After all public hearings, Denkewalter found out that Assembly Member Jesse Sumner was proposing cuts to library operations in Sutton, Trapper Creek, and Talkeetna. In Talkeetna’s case, that amounts to a little over $72,000. Assembly Member Sumner says the cuts wouldn’t affect library operations.
“I don’t believe that this is going to actually effect the operations of the libraries one bit. I’ve been here for a few years, and I’ve noticed that, whatever we budget, the actual expenditures will be lower. I’ve also notice that the fund balance of the non-areawide fund grows year after year….”
Geri Denkewalter says library operations would be impacted, though she says she hasn’t had time to determine the full impact.
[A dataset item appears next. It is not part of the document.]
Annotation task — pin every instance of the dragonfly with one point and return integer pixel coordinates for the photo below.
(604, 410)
“Basically, it’s going to be books, and programming, services for our kids and our elderly people and…adults.”
Denkewalter says some of that loss of service would result from needing to cut as many as three on-call library staff positions. Part of what that staff does is prepare for things like the Summer Reading program that recently resumed. That program also pairs with food distribution efforts to area children by the Upper Susitna Food Pantry. Without that staff, Denkewalter says running things like that gets more difficult.
“If there aren’t people here, our on-call staff, to do things like make grab and go bags…or just set up programs, make new bulletin boards, process books…If they’re not here, I don’t know how we’re going to actually provide those services.”
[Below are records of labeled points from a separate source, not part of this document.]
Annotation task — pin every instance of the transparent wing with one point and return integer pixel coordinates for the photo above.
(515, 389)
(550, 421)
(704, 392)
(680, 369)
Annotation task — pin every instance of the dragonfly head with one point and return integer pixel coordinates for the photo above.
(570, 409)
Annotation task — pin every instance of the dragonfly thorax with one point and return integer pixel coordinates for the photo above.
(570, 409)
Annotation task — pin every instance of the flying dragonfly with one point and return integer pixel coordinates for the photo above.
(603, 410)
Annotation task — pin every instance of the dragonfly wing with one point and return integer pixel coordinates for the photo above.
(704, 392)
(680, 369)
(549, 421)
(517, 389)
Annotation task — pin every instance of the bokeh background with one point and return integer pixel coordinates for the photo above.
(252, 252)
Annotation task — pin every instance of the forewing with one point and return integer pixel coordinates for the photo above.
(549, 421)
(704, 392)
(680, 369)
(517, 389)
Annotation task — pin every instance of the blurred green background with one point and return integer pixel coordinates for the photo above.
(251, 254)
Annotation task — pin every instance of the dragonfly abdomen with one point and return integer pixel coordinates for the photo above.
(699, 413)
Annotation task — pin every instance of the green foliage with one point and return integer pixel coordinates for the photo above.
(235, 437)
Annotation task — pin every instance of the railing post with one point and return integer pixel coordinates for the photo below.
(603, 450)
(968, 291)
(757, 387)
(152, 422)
Perhaps the most noticeable change if staff positions are eliminated is the prospect of having to keep the library closed two days a week.
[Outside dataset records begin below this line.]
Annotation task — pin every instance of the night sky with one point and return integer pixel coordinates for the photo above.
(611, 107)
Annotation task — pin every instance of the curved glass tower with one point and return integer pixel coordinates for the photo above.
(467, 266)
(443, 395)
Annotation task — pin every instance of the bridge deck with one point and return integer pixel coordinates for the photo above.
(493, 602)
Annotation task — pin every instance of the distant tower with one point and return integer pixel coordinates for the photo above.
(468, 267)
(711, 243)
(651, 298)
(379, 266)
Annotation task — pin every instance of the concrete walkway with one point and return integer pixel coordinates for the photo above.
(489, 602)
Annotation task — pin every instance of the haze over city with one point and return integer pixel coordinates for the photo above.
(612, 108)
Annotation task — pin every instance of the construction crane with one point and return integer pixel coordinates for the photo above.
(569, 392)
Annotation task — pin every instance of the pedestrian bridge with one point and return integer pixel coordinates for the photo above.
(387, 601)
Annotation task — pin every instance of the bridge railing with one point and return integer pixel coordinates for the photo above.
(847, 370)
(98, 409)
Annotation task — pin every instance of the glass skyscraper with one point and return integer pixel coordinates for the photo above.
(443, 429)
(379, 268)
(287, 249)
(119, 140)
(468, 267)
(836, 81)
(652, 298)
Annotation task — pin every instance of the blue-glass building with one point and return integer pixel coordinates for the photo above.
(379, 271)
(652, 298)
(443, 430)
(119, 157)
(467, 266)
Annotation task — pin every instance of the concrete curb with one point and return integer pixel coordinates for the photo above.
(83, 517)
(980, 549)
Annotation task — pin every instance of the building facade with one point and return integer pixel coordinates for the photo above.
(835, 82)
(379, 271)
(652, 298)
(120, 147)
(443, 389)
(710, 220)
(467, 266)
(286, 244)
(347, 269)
According to Denkewalter, a lot of the library’s costs are outside of her control. She says things like utilities, hourly wages, and insurance costs are not discretionary, limiting where she can make changes. She believes if the cuts pass, it could mean closing the library’s doors for two days a week. She adds that some planned new programs designed to get people together again after a year of relative isolation would also potentially be in trouble.
After the budget amendment was first proposed, Borough Community Development Director Eric Phillips said he also hadn’t had time to fully calculate what the operational impacts of the cuts to multiple libraries would mean.
“We really haven’t had a chance to evaluate what the operational impacts of this will be. I can say, of the fifteen budgets—operating budgets—that I have within Community Development, the library budgets are the skinniest, leanest budget.”
Assembly Member Tam Boeve, whose district includes both the Talkeetna and Trapper Creek libraries, says she is against the cut, and expressed concern about the timing of the amendment.
“I don’t appreciate an amendment like this coming forward after the budget hearings. I mean, this is absolutely something the communities are going to be impacted by and should have had an opportunity to comment on.”
A final vote on the library cut was delayed until the next budget deliberation meeting at 6:00 pm on Thursday.